Currie Cup final: Five key moments that decided the title
The home side took a fifth minute lead in the game and were never headed, but the Pumas stayed in the hunt.
The Cheetahs and Pumas in action during the Currie Cup final on Saturday afternoon. Picture: Johan Pretorius/Gallo Images
The Cheetahs emerged victorious after a thrilling Currie Cup final against the Pumas at the Free State Stadium in Bloemfontein on Saturday afternoon, clinching a 25-17 win after a thoroughly entertaining back and forth finale.
The home side took a fifth minute lead in the game and were never headed, but the Pumas stayed in the hunt, never allowing the Cheetahs to pull away over the 80 minutes.
Here are five key moments in the match:
Although they did not lead once in the match, the Pumas’ never-say-die attitude was on full display in the game as they kept the Cheetahs in sight throughout.
Flyhalves Ruan Pienaar and Tinus de Beer traded penalties early on with the teams locked at 6-all after 23 minutes.

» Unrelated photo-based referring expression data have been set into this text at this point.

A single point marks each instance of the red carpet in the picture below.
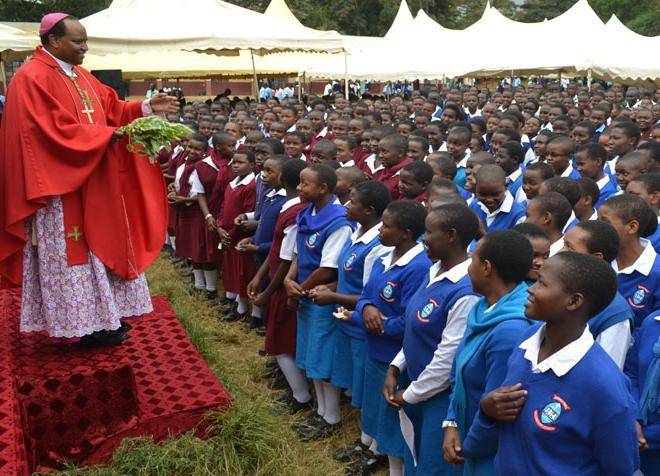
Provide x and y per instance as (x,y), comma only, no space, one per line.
(59,403)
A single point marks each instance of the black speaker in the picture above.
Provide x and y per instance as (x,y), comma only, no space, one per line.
(112,78)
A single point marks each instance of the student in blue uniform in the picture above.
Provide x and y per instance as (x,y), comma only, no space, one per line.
(498,270)
(564,407)
(394,279)
(647,187)
(495,206)
(637,264)
(643,369)
(510,157)
(590,160)
(368,201)
(559,154)
(435,322)
(551,212)
(540,247)
(612,327)
(322,229)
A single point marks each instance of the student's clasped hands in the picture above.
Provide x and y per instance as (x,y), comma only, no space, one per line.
(504,403)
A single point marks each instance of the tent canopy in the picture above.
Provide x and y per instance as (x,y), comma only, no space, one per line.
(139,26)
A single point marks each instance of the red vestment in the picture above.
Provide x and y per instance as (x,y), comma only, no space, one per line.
(52,144)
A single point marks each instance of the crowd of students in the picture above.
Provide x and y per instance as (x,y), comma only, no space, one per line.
(479,266)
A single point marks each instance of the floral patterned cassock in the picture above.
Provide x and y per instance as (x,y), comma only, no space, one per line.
(72,301)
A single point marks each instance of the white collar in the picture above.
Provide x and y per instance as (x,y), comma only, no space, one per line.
(66,67)
(272,192)
(289,203)
(568,171)
(602,182)
(643,263)
(562,361)
(238,181)
(504,207)
(514,176)
(367,236)
(463,162)
(454,274)
(209,160)
(405,259)
(570,220)
(556,247)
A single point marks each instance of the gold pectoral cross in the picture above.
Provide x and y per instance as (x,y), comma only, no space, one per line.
(75,234)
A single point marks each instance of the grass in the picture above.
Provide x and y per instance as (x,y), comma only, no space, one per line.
(250,438)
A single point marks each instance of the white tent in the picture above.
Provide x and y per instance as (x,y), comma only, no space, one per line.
(139,26)
(628,56)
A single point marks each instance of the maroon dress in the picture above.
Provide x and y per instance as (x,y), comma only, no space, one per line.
(281,324)
(237,269)
(207,171)
(190,225)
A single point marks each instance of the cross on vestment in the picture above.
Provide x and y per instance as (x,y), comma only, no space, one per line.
(75,234)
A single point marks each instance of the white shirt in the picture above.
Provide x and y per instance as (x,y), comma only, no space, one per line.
(568,171)
(241,181)
(435,376)
(562,361)
(520,194)
(196,186)
(556,247)
(505,207)
(290,233)
(616,341)
(375,253)
(643,264)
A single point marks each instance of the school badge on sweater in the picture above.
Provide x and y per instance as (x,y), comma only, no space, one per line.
(547,418)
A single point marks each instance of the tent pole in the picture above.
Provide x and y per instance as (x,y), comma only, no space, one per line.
(299,88)
(346,74)
(254,77)
(3,76)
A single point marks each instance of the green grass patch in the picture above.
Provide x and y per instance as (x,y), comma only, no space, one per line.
(248,439)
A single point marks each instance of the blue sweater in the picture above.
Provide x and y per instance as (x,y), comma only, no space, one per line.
(641,292)
(582,423)
(616,311)
(351,278)
(390,291)
(269,211)
(607,191)
(503,220)
(426,317)
(313,231)
(637,364)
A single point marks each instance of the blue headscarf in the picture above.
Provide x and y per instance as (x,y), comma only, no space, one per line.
(649,401)
(479,325)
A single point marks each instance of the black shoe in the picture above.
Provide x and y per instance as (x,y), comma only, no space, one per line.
(368,464)
(103,339)
(353,452)
(318,432)
(271,372)
(279,383)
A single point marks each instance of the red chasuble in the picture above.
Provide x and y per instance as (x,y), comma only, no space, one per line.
(55,140)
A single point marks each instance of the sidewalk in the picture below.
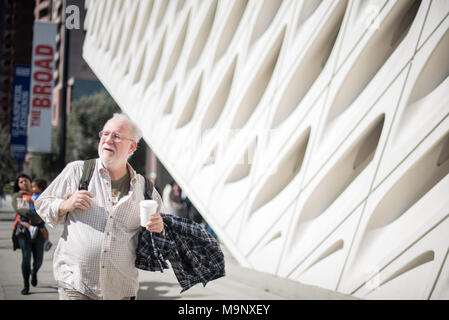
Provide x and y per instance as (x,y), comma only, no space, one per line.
(238,284)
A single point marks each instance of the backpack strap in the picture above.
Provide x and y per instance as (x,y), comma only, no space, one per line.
(148,189)
(88,170)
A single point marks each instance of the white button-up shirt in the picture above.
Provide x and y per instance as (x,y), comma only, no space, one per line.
(97,249)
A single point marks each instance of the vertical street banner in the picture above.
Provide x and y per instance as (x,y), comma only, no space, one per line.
(19,114)
(41,99)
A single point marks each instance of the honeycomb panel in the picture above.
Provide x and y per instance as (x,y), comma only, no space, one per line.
(313,135)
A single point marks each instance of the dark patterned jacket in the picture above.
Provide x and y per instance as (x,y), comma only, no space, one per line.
(194,254)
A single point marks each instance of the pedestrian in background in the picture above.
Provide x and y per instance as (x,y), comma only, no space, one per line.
(23,193)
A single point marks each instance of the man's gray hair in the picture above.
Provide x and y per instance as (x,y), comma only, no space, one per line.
(136,132)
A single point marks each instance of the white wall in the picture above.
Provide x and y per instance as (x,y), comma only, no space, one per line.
(312,135)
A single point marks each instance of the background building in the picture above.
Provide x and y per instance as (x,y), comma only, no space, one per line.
(16,39)
(312,135)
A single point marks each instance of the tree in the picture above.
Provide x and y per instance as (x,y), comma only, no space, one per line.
(8,168)
(86,118)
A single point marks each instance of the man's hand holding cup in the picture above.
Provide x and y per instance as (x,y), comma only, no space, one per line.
(149,219)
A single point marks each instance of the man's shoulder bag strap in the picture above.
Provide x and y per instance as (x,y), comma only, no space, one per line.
(88,170)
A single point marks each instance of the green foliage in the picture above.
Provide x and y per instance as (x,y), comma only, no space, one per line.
(86,118)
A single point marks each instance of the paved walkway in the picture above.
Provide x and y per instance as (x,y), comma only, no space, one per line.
(239,283)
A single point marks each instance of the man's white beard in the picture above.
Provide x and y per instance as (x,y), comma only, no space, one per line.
(112,163)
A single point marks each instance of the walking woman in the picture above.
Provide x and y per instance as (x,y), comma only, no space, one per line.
(29,243)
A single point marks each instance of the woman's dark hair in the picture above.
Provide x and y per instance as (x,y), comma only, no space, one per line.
(41,183)
(16,183)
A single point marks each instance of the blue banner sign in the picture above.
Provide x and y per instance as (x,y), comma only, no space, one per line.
(19,114)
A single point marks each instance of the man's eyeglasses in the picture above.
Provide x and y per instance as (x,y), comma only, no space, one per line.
(115,136)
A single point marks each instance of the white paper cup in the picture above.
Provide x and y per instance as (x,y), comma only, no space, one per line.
(147,208)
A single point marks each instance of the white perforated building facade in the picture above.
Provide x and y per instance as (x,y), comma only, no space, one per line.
(312,135)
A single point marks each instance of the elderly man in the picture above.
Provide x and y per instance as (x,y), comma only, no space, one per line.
(95,255)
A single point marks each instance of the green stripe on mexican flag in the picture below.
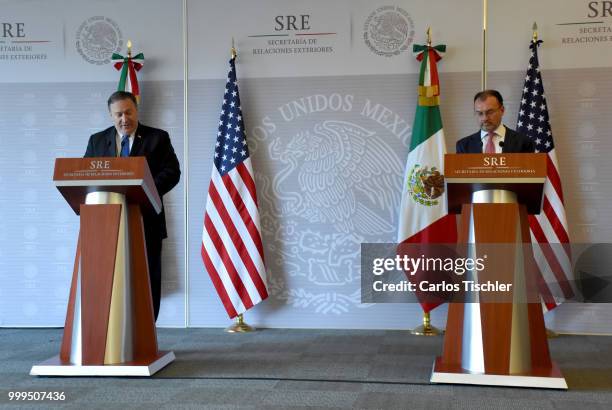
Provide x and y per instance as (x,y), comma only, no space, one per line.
(424,216)
(127,78)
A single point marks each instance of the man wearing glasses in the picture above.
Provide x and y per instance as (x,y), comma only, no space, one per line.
(493,137)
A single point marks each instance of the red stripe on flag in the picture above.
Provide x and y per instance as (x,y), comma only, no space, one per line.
(214,276)
(554,221)
(237,241)
(244,212)
(248,181)
(444,230)
(227,262)
(553,176)
(551,258)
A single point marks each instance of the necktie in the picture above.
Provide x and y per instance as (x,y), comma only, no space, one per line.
(490,147)
(125,146)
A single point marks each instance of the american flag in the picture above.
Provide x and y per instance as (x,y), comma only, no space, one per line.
(550,226)
(232,250)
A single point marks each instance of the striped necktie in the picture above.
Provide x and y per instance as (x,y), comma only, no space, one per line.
(490,147)
(125,146)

They then traded unconverted tries to make it 11-all after 32 minutes, but a 37th minute converted try to wing Cohen Jasper gave the home side an 18-11 lead at the break.
In the second half De Beer knocked over two early penalties to make it a one point game, but a 51st minute converted score to scrumhalf Rewan Kruger proved decisive in the end.
Strong set piece
The Cheetahs are known for their powerful scrum, but they received a blow heading into the final when experienced loosehead Schalk Ferreira was ruled out of the game due to concussion. That would have given the Pumas a glimmer of hope, however that was squashed out in the match with a strong display from the hosts’ front rankers.
Although not as dominant as they would have liked, the Cheetahs produced a unblemished performance, with a stable scrum throughout that saw them win all 10 of their put-ins over the match.
Pienaar’s educated boot
Former Springbok stalwart Ruan Pienaar was able to celebrate his contract extension with the union in style with a Currie Cup triumph. Pienaar will most likely retire next season at the age of 40, but showed just how important he is to the team with a superb performance at flyhalf, backing up his man-of-the-match showing against the Bulls last week.
He slotted four of his five shots at goal from the tee, saw an early drop goal attempt come back off the post, and kept the Pumas pinned in their own half with some educated kicking throughout the match.
Maul defence and breakdown dominance
The Cheetahs’ maul defence was a key reason that they came out on top, as they kept the Pumas in check during the game. The Pumas are known to be a strong mauling team, but they were unable to get any purchase on it in the final with the Cheetahs rock solid, not giving them any go forward.
Their dominance at the breakdown was another key part of the game for the home side as they earned a number of penalties at it. The defining moment was also a late steal with the Pumas desperately trying to keep themselves in the game as time ran out.
Late penalty miss
It turned out to be the defining moment in the match, as a late penalty miss from Pumas flyhalf Tinus de Beer kept them more than a converted try behind during the closing moments. His 75th minute shot at goal was his second miss of the night, having nailed four previous penalties while missing a touchline conversion attempt in the first half.
The chance wasn’t massively tough, but it was a bit far out and towards the righthand touchline. But De Beer seemed to have picked up a knock to his knee earlier in the half, which may have contributed to the miss, and the eight point deficit in the final minutes was too much to overcome.